I am not a Johnny Cash fan but I discovered this song years ago when I was in a dark place and really connected with it. I have never done intravenous drugs, I know too much about the blood brain barrier to be willing to give em a go, but it doesn’t mean I don’t have other self-destructive behaviours that leave me feeling apart from others.
Leave me feeling like I am watching those close to me move on while I stay stuck in place.
Leave me feeling like everybody would be so much happier, so much better off, if I wasn’t around, wasn’t being a weight on their shoulders.

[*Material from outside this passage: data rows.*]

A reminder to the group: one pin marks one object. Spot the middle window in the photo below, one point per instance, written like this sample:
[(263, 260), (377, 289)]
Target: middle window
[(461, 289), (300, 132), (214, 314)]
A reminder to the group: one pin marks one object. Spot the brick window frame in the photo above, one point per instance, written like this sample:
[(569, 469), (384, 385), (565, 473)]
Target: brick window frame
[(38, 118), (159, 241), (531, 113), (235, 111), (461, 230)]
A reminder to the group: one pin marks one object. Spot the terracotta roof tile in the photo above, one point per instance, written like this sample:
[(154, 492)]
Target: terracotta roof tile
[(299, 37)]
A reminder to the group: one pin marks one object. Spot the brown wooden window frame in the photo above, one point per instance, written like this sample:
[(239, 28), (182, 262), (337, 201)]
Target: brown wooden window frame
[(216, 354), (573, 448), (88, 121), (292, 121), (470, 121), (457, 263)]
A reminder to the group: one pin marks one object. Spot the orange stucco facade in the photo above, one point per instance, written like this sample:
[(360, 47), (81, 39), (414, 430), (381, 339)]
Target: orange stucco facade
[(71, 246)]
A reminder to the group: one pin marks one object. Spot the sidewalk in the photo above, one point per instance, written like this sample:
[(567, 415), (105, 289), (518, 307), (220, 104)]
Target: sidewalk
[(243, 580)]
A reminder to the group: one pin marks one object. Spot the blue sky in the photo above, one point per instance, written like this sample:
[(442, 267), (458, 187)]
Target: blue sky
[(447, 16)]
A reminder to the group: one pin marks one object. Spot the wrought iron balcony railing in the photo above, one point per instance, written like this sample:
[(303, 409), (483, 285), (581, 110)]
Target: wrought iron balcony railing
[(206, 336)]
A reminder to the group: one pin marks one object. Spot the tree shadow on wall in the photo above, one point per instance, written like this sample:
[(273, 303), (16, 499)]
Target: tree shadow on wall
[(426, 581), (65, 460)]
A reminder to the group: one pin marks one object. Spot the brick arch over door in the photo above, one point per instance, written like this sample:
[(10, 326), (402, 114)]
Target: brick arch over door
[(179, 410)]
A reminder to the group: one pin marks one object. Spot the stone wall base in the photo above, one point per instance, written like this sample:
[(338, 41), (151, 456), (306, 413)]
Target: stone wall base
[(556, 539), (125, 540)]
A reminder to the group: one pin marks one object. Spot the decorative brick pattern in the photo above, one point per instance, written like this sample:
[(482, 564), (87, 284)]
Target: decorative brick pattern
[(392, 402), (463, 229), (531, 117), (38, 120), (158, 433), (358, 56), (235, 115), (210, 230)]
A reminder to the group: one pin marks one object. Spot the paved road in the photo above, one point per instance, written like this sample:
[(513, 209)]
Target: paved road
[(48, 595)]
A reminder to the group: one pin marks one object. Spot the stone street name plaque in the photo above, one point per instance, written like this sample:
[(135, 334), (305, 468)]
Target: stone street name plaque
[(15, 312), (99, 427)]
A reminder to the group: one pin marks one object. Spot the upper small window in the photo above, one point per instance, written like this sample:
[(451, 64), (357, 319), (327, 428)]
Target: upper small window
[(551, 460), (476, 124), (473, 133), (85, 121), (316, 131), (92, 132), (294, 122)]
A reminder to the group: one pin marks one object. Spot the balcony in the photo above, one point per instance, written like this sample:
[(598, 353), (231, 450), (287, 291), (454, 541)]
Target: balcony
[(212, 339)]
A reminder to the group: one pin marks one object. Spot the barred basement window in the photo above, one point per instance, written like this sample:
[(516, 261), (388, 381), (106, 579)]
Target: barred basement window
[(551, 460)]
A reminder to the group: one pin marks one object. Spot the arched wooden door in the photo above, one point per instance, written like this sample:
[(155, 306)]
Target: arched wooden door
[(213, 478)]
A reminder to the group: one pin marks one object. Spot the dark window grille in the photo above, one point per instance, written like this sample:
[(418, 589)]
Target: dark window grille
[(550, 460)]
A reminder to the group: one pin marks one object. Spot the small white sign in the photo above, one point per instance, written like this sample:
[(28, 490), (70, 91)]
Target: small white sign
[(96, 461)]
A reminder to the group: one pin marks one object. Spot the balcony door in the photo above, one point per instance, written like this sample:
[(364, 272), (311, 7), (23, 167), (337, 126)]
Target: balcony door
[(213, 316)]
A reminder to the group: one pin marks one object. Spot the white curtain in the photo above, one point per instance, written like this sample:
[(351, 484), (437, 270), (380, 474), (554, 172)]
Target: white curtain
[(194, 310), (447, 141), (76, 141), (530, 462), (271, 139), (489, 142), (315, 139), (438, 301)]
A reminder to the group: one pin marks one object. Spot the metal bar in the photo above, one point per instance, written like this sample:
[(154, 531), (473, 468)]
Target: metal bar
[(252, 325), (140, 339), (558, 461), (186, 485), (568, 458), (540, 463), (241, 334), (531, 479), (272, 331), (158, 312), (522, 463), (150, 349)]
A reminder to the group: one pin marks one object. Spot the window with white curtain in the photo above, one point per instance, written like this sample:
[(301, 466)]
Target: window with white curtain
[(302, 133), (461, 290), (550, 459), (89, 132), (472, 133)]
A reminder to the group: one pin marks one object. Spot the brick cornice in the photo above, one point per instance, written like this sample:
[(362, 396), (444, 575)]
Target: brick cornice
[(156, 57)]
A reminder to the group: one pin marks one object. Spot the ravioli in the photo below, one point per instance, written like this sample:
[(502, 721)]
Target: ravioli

When he sings “I will let you down. I will make you hurt.” I feel like he has put in to words how I feel about myself. Its horrible knowing you will cause those you love pain if you are honest about what goes on inside your own brain, soul, heart. I can never tell those I love, those that theoretically would be there for me, what I feel, how I think, because all it would do is cause them pain, and maybe some worry, and definitely some stress, and I’m not important enough to have people feel those things about me.
So instead I keep it to myself, or blab about it on this blog, and knowing I am shielding those I love from hurt helps keep me strong on the really hard days. The days I want to crumble, the days I want to scream out for help, the days I want to say “I can’t deal with this alone any longer”. Knowing wouldn’t make their lives any easier, and I would regret telling them as soon as I crawled out of the pit, and knowing I am keeping them safe helps me to crawl out of the pit and continue with the lies I tell them so they think I am happy, and healthy, and normal.
My strength is built on lies, not the best foundation to build on but it is what I have. When I hear songs like this one though, it helps me feel less alone, helps me feel that others go through similar things, and helps strengthen my foundation and keep those I love from knowing.